Sağlık ve Sosyal Hizmet Emekçileri Sendikası (SES), kuruluşunun 26'nci yılını kutluyor.

SES Amed Şube Yönetim Kurulu, Sağlık ve Sosyal Hizmet Emekçileri Sendikası'nın (SES) kuruluşunun 26'nci yılı dolayısıyla açıklama yaptı.

SES Amed Şube Yönetim Kurulu, SES’in 26’ncı yılı dolayısıyla yaptığı açıklamada şu ifadeler kullanıldı;” Sağlık ve Sosyal Hizmet Emekçileri 1990 yılından itibaren arka arkaya Genel Sağlık İş, Tüm Sağlık Sen, Sağlık Sen ve Sosyal Hizmet Sen sendikalarını kurdular. Zaman içinde mücadelenin bir taban bulması ile iş kolumuzda farklı sendikalarda örgütlenen emekçiler birleşerek güçlü ve kararlı, çok daha güçlü bir sendika kurmak için harekete geçti ve SES’i kurarak birleştiler.

1 Ağustos 1996 yılında sendikamız SES kuruldu.

1 Ağustos 1996 yılında sendikamız SES kuruldu. SES’in öncesinde ve sonrasında sendikamız ve konfederasyonumuz üzerinde siyasi iktidarın çok büyük baskıları olmuştur. Bu dönemde sendikamız üyesi birçok sağlık emekçisi emek demokrasi mücadelesi verirken hayatlarından olmuşlardır. Buradan öncelikle onur üyelerimiz; Necati AYDIN, Ayşenur ŞİMŞEK ve Behçet AYSAN  ve barış şehitlerimiz Eyüp ERGEN, Abdulaziz YURAL, Şehmus DURSUN başta olmak üzere bu mücadelede kaybettiğimiz arkadaşlarımızı saygıyla anıyoruz. Yitirdiğimiz bu arkadaşlarımız halen mücadelemize ışık tutuyor.

Kuruluş yıllarımızdan bugüne Savaşsız ve sömürüsüz bir dünya için ülkemizde ve dünyada savaşa karşı barışı, faşizme karşı demokrasiyi, emperyalizme karşı bağımsızlığı, baskıya karşı özgürlüğü, ırkçılığa ve şovenizme karşı halkların eşitliğini, özgürlüğünü ve kardeşliğini savunarak örgütlenmek temel düsturumuz oldu ve bu amaç etrafında yüzbinlerce sağlık emekçisini bir araya getirdik. İşkolumuzdaki haksızlıklara, hukuksuzluklara, baskılara karşı fiili mücadelemizi sürdürürken,hukuksal alanda da ciddi kazanımlar elde ettik.

Emekçilerin birliğini ve halkların kardeşliğini savunmaktan vazgeçmemeliyiz

Bugün her zamankinden daha dikkatli ve mücadeleci olmalıyız.

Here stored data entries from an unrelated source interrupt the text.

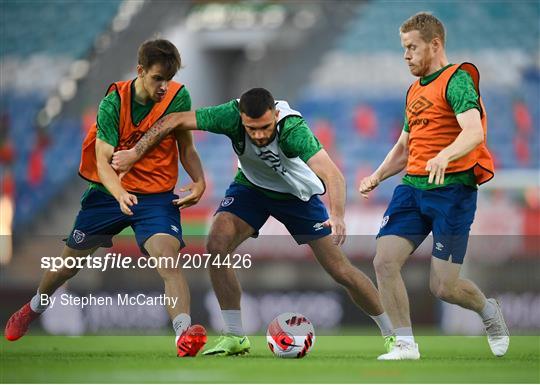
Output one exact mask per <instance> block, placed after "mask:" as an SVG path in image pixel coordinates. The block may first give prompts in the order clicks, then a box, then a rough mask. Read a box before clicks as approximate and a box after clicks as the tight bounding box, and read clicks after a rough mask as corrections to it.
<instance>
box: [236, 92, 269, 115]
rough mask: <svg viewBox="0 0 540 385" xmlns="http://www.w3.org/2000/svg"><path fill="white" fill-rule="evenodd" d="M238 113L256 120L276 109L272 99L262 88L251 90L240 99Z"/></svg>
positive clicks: (268, 92)
mask: <svg viewBox="0 0 540 385" xmlns="http://www.w3.org/2000/svg"><path fill="white" fill-rule="evenodd" d="M239 108H240V112H241V113H244V114H246V115H247V116H249V117H250V118H253V119H257V118H260V117H261V116H263V115H264V113H265V112H266V111H268V110H273V109H275V108H276V105H275V101H274V97H273V96H272V94H271V93H270V91H268V90H266V89H264V88H252V89H250V90H249V91H247V92H244V94H243V95H242V96H241V97H240V105H239Z"/></svg>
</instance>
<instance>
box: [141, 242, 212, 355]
mask: <svg viewBox="0 0 540 385" xmlns="http://www.w3.org/2000/svg"><path fill="white" fill-rule="evenodd" d="M180 246H181V241H180V240H179V239H178V238H177V237H175V236H173V235H170V234H165V233H157V234H154V235H152V236H151V237H150V238H148V240H146V242H144V250H145V251H146V252H147V253H148V255H149V256H150V257H151V258H155V259H156V260H157V267H156V270H157V272H158V273H159V275H160V277H161V279H162V280H163V283H164V292H165V298H166V299H167V312H168V313H169V317H170V318H171V322H172V325H173V329H174V332H175V335H176V338H175V344H176V347H177V355H178V356H179V357H192V356H196V355H197V353H198V352H199V351H200V350H201V349H202V348H203V346H204V344H205V343H206V340H207V337H206V330H205V329H204V328H203V327H202V326H201V325H191V316H190V311H189V307H190V293H189V286H188V284H187V281H186V279H185V277H184V275H183V273H182V270H181V269H179V268H177V267H175V266H174V264H172V263H170V262H169V261H175V258H176V256H178V251H179V250H180Z"/></svg>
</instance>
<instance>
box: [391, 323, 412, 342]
mask: <svg viewBox="0 0 540 385" xmlns="http://www.w3.org/2000/svg"><path fill="white" fill-rule="evenodd" d="M395 332H396V340H397V341H402V342H405V343H408V344H414V336H413V334H412V328H411V327H408V328H396V329H395Z"/></svg>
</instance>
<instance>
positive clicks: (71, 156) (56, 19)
mask: <svg viewBox="0 0 540 385" xmlns="http://www.w3.org/2000/svg"><path fill="white" fill-rule="evenodd" d="M120 3H121V2H120V0H113V1H107V2H100V3H99V4H100V6H99V7H96V6H95V5H96V4H95V3H94V2H70V3H69V7H68V6H66V3H65V2H64V1H47V2H33V3H32V8H33V12H28V4H29V3H28V2H15V1H10V2H5V3H3V4H2V12H3V19H2V20H3V23H4V22H5V23H6V24H5V25H3V29H2V31H3V32H2V33H3V36H2V44H1V45H0V53H1V55H0V60H1V62H2V65H3V69H2V72H3V73H4V71H5V73H8V72H9V73H10V76H9V78H10V79H5V78H4V76H2V77H3V78H4V79H2V94H1V97H0V103H1V104H0V105H1V106H2V110H3V111H2V112H3V114H5V115H6V116H7V117H8V119H7V121H8V122H9V123H8V125H7V127H6V130H7V136H6V138H5V140H6V143H11V144H14V146H13V147H14V159H13V160H12V162H13V163H12V164H11V167H12V168H13V170H14V175H15V191H16V196H15V202H16V211H15V218H14V227H15V228H17V227H18V226H22V225H24V224H26V223H27V222H29V221H30V220H31V219H32V217H33V215H34V214H35V213H36V212H37V211H39V210H40V209H41V208H43V207H44V206H45V205H46V204H47V202H48V201H49V200H50V199H51V198H52V197H54V196H55V194H57V193H58V192H59V191H60V190H61V189H62V188H63V187H64V184H65V183H66V181H67V180H68V179H69V178H70V177H71V176H72V175H73V173H74V172H75V170H76V169H77V165H78V161H79V153H80V148H79V147H80V146H79V143H81V140H82V138H83V134H84V133H83V130H82V124H81V121H80V119H73V118H65V117H62V116H59V118H58V119H56V120H54V121H53V122H52V123H51V124H50V126H49V127H47V129H46V132H45V131H42V130H41V131H40V129H39V127H38V123H37V114H38V112H39V110H40V109H41V108H43V107H44V104H45V102H46V100H47V97H48V95H49V94H50V93H51V92H52V91H53V90H54V89H55V88H56V87H57V86H58V82H59V81H60V79H61V78H62V76H64V75H65V73H66V72H67V71H68V70H69V68H70V65H71V64H72V63H73V62H74V61H76V60H77V59H80V58H84V57H86V56H88V55H89V54H90V53H91V51H92V48H93V46H94V42H95V40H96V39H97V37H99V36H100V34H101V33H102V32H103V31H104V30H106V29H107V28H108V27H109V25H110V23H111V21H112V20H113V18H114V16H115V15H116V13H117V10H118V7H119V5H120ZM21 25H24V26H25V27H24V28H20V26H21ZM83 26H84V27H83ZM74 31H76V33H74ZM4 34H5V35H4ZM75 143H76V144H77V145H74V144H75ZM59 163H62V164H63V167H54V166H56V165H58V164H59ZM0 167H2V168H4V167H7V165H6V164H2V165H0Z"/></svg>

Çünkü dünyada ve ülkemizde liberalizm herkesi etkisi altına almaya, bölmeye, parçalamaya, örgütlü mücadeleyi zayıflatmaktadır. Liberalizm; aynı işi yapanları, farklı kimlikleri, farklı inançları, farklı cinsiyetleri ve cinsel yönelim farklılıklarını, hatta farklı kentleri birbirine düşman, birbiriyle rekabet eden bir yapıya dönüştürmekte, mücadeleyi boğmaktadır. Bu nedenle hiçbir zaman emekçileri, emekçi ve yoksul halkı buluşturmaktan, emekçilerin birliğini ve halkların kardeşliğini savunmaktan vazgeçmemeliyiz.

Daha çok mücadele bizi bekliyor

26.yılımızı kutlarken, bugüne kadar edindiğimiz deneyimlerin ışığında; hak ve özgürlerimizi geliştirmek, bize giydirilmek istenen deli gömleğini yırtıp atmak, işkolumuzdaki tüm hizmetlerin ücretsiz ve nitelikli olmasını sağlamak, güvenceli iş, güvenceli gelecek, barış içinde yaşanan eşitlikçi, özgürlükçü bir ülke için; daha fazla birlik, daha fazla çalışma, daha fazla örgütlenme, daha çok mücadele bizi bekliyor.